Stemming the Fin Trade
Science, Volume 297, 30 August 2002

A new genetic test or identifying endangered species from dismembered body parts might help conservationists better document the fast-growing trade in shark fins.

Shark fin soup is a 2000-year-old Asian delicacy, and the demand for it is on the rise, despite prices of up to $90 a bowl. This has led to the growing practice of “finning”—hacking the valuable appendages off sharks and tossing the mutilated animals back in the sea.

Monitoring finning’s impacts on individual species is practically impossible, says Mahmood Shivji of Nova Southeastern University in Dania Beach, Florida. Existing genetic tests entail many time-consuming steps, and a separate procedure is required each time a sample of fin DNA is compared with DNA of a known species.

But Shivji and his colleagues think they’ve found a shortcut. The procedure, detailed in the August issue of Conservation Biology, cuts lab time and costs by more than half, he says, and by combining multiple primers scientists can compare a fin DNA sample to DNA from up to 10 different shark species in a single go.

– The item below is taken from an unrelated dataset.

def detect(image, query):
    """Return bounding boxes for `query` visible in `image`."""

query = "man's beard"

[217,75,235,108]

Shivji’s team says it can now spot fins from favorite soup sharks such as blue, mako, silky, and hammerhead.They hope to expand the technique to identify some 50 species most at risk.

The new method could be a boon for those monitoring finning, “a huge problem in open-sea fisheries,” says George H. Burgess of the Florida Museum of Natural History in Gainesville. Shivji says the method could be applied to tracking trade in other wildlife products, such as tiger parts used in Chinese medicine or whale meat.